Solskjaer veränderte noch weniger an seinem ursprünglichen Plan – den ersten Spielerwechsel nahm er erst in der 100. Minute, sprich in der Verlängerung, vor. Fred kam für Greenwood, Pogba wurde zum nominellen linken Flügelspieler. Fred ging auf Pogbas ursprüngliche Sechserposition und Rashford wechselte auf den rechten Flügel. Fred nahm die Rolle als abkippender Sechser ein, was McTominay eine höhere Positionierung im zentralen Mittelfeld erlaubte. Nun war es Paul Pogba, der sich als unterstützender Spieler ins Zentrum fallen ließ, um für etwas mehr Betrieb vor den beiden gegnerischen zentralen Mittelfeldspielern zu sorgen und sie eventuell in eine Mannorientierung zu locken. Dies wiederum hätte Räume für die Offensivspieler Fernandes und Cavani zwischen den Linien freigezogen. Die Spanier ließen sich von dieser minimalen Adaptierung aber nicht beeindrucken und behielten ihren kompakten Block bei – nicht zuletzt aufgrund der Tatsache, dass sich die beiden zentralen Mittelfeldspieler nicht dazu verleiten ließen, mannorientiert gegen Pogba und McTominay zu agieren.

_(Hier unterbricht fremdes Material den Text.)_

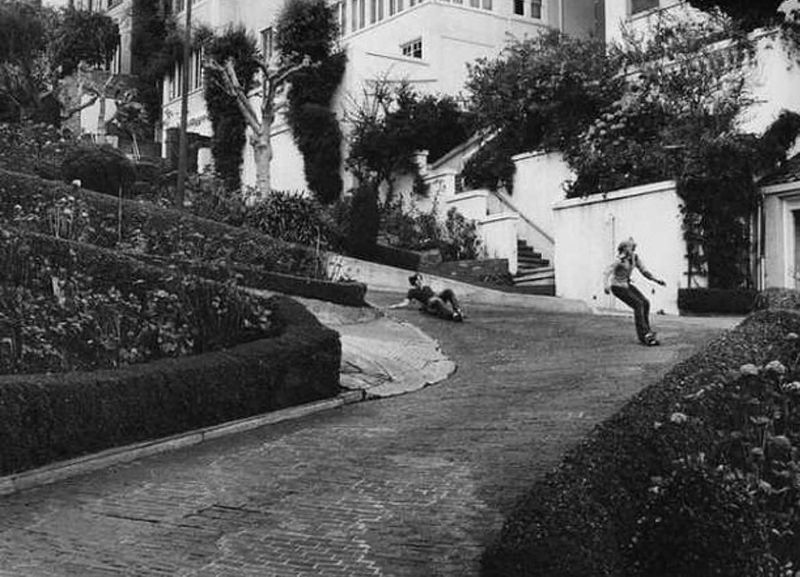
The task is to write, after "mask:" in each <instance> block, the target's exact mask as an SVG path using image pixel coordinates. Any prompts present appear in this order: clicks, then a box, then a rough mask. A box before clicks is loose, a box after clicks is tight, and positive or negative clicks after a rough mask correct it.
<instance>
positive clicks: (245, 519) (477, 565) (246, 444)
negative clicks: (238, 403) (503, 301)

Je länger das Spiel dauerte, desto mehr kleinere und größere individuelle Fehler schlichen sich bei den Akteuren ein. Dies sorgte speziell von Seiten Uniteds für etwas mehr Torgefahr. Alles in allem blieb es aber ein ausgeglichenes Spiel, in dem die Red Devils mehr Ballbesitz hatten, aber weiterhin kein Mittel gegen den gut verteidigenden Block Villarreals fanden. So kam es wie es kommen musste: Nach 120 Minuten stand es noch immer 1:1 – der Sieger musste als im Elfmeterschießen ermittelt werden. Und selbst hier wurde die Pattstellung nochmals bestärkt – war es doch Uniteds Torhüter David de Gea, der als letzter noch nicht angetretener Schütze an Villarreal Keeper Gero Rulli scheiterte und die Spanier somit zum Sieger machte.
Fazit
Dieses Europa-League-Finale wird wahrlich nicht als Offensivspektakel in die Geschichte eingehen. United biss sich am disziplinierten und kompakten Defensivblock des Gegners die Zähne aus. Da die Submarino Amarillo aus Villarreal im eigenen Angriffsspiel allerdings ebenfalls keine Mittel fand, blieb es ein Spiel ohne wirklich große Torchancen. Bezeichnend für die Charakteristik der Partie ist auch der Fakt, dass beide Tore aus Standardsituationen fielen. So kam es wie es kommen musste: Das Spiel ging bis ins Elfmeterschießen und selbst da schien es lange Zeit so, als könne keine der beiden Mannschaften einen Vorteil für sich verbuchen. Schließlich war es Uniteds Keeper de Gea, der den entscheidenden Penalty vergab. Villarreal ist somit durch ein 12:11 nach Elfmeterschießen zum ersten Mal überhaupt Sieger der UEFA Europa League.